Pero si de la guerra nos libró, también lo hizo de la peste. Mons. Lluís Constans explica que en 1653 la peste asolaba muchos pueblos de Catalunya. Los habitantes de Anglès, ante estos infortunios y temiendo que la peste llegara a sus comarcas, se dirigieron en solemnes plegarias a la Virgen del Remei, la cual los librara de este infortunio. No lo pasaron tan bien nuestros vecinos cellerenses, a los que la peste azotó con toda su crudeza. En agradecimiento, los aldeanos encargaron al platero gerundense Joan Francesc una lámpara de plata que todavía hoy arde; y, si no, que se lo digan a aquel descreído soldado francés, que quiso encender su caliqueño y cada vez que lo intentaba, la llama se apagaba para volver a encenderse en cuanto se alejaba.

La Roca del Castillo

En la antigüedad, al pie de la roca del castillo de Anglès, transcurría allí plácidamente el cauce del río Ter.
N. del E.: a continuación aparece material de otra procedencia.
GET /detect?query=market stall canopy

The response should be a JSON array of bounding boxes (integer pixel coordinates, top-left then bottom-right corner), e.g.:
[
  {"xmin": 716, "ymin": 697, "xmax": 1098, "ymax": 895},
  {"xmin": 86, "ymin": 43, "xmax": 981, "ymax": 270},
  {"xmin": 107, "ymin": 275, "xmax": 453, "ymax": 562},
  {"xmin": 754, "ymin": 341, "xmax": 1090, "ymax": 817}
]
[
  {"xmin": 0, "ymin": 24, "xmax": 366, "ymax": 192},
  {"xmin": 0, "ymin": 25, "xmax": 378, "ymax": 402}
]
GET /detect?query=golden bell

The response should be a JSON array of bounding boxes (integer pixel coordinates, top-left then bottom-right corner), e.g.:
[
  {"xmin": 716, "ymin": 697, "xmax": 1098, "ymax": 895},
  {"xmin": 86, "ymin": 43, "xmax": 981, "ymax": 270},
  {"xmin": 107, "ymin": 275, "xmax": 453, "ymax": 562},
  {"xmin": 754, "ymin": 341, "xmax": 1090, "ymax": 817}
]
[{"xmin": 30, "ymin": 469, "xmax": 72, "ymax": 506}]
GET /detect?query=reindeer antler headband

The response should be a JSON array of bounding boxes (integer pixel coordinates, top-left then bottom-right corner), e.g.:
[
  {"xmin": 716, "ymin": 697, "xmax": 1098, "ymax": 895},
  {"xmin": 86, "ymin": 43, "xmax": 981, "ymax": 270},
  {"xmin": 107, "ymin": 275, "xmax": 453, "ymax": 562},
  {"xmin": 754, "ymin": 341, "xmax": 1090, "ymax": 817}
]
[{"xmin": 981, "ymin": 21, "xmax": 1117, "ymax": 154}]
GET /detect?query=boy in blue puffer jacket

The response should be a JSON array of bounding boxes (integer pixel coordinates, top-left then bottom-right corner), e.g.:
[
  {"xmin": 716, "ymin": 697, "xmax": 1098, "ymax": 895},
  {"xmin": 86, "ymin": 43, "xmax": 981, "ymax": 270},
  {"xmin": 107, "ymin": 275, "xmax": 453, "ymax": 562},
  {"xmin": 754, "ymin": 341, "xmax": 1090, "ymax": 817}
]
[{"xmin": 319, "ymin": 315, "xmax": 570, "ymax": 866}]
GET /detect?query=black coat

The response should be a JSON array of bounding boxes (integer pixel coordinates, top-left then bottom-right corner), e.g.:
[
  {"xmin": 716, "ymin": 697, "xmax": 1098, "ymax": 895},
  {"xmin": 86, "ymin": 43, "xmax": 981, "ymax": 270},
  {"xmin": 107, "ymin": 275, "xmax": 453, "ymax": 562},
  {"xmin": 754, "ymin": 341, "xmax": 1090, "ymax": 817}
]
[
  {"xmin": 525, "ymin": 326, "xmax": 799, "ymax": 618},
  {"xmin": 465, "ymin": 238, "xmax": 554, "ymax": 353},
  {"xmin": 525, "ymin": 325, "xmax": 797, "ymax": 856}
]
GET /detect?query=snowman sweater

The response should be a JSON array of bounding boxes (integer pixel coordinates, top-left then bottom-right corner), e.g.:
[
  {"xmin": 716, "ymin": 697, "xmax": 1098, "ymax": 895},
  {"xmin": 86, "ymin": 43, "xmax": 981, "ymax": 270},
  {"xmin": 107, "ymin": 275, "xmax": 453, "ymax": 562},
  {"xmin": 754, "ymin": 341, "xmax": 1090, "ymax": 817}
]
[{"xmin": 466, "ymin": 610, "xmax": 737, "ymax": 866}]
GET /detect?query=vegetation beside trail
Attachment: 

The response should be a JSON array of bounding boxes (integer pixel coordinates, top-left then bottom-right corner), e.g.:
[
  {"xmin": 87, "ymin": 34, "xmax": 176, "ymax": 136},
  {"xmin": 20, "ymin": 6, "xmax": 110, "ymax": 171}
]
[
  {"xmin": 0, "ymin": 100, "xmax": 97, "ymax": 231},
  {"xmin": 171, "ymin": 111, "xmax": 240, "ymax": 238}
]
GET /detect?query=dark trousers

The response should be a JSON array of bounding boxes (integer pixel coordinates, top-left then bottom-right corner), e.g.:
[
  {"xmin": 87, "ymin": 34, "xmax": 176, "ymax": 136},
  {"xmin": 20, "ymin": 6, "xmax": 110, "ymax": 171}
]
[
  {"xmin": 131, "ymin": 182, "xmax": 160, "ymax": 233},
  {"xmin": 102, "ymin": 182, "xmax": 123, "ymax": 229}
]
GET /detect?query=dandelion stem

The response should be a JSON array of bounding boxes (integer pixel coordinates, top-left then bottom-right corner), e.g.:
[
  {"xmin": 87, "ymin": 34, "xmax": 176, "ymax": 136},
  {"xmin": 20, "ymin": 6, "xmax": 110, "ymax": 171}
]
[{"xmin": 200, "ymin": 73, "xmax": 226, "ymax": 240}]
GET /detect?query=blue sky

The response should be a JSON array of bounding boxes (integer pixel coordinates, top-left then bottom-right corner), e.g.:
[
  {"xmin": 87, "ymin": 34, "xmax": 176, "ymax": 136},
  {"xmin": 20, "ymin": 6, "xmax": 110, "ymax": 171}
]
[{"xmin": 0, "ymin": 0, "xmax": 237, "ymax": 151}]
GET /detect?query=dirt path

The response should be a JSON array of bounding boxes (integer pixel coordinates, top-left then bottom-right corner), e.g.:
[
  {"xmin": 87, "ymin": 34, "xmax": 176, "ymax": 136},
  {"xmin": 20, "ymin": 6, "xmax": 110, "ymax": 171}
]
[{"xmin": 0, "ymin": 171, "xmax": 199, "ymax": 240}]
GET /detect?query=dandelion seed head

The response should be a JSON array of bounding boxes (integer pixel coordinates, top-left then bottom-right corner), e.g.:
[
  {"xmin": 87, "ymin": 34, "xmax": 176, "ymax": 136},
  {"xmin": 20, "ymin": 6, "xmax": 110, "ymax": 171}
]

Dice la tradición que en aquellos tiempos lejanos apareció en el Valle de Anglès un forastero apuesto y misterioso. Nadie sabía de dónde era, ni cómo se llamaba, ni cuál era su cometido. En la madrugada, cuando con la claridad del sol naciente volvía la vida de cada día con el despertar de la llanura y en las montañas vecinas nada más se empezaba a vislumbrar el nuevo día, el misterioso forastero estaba sentado en la roca del castillo, de donde apenas se alejaba hasta que las sombras del crepúsculo extendían su manto negro sobre el valle medio dormido. Todo el mundo se preguntaba qué hacía durante tantas horas plantado sobre la roca. Incluso algún vecino sabiondo dijo que el forastero se pasaba todo el día mirando el pez del río Ter. Y de aquí vino el inicio del apellido de Miralpeix (literalmente, “mira el pez”), bien conocido por todos y que ha dado nombre a una de las estirpes más importantes en la historia de nuestra población.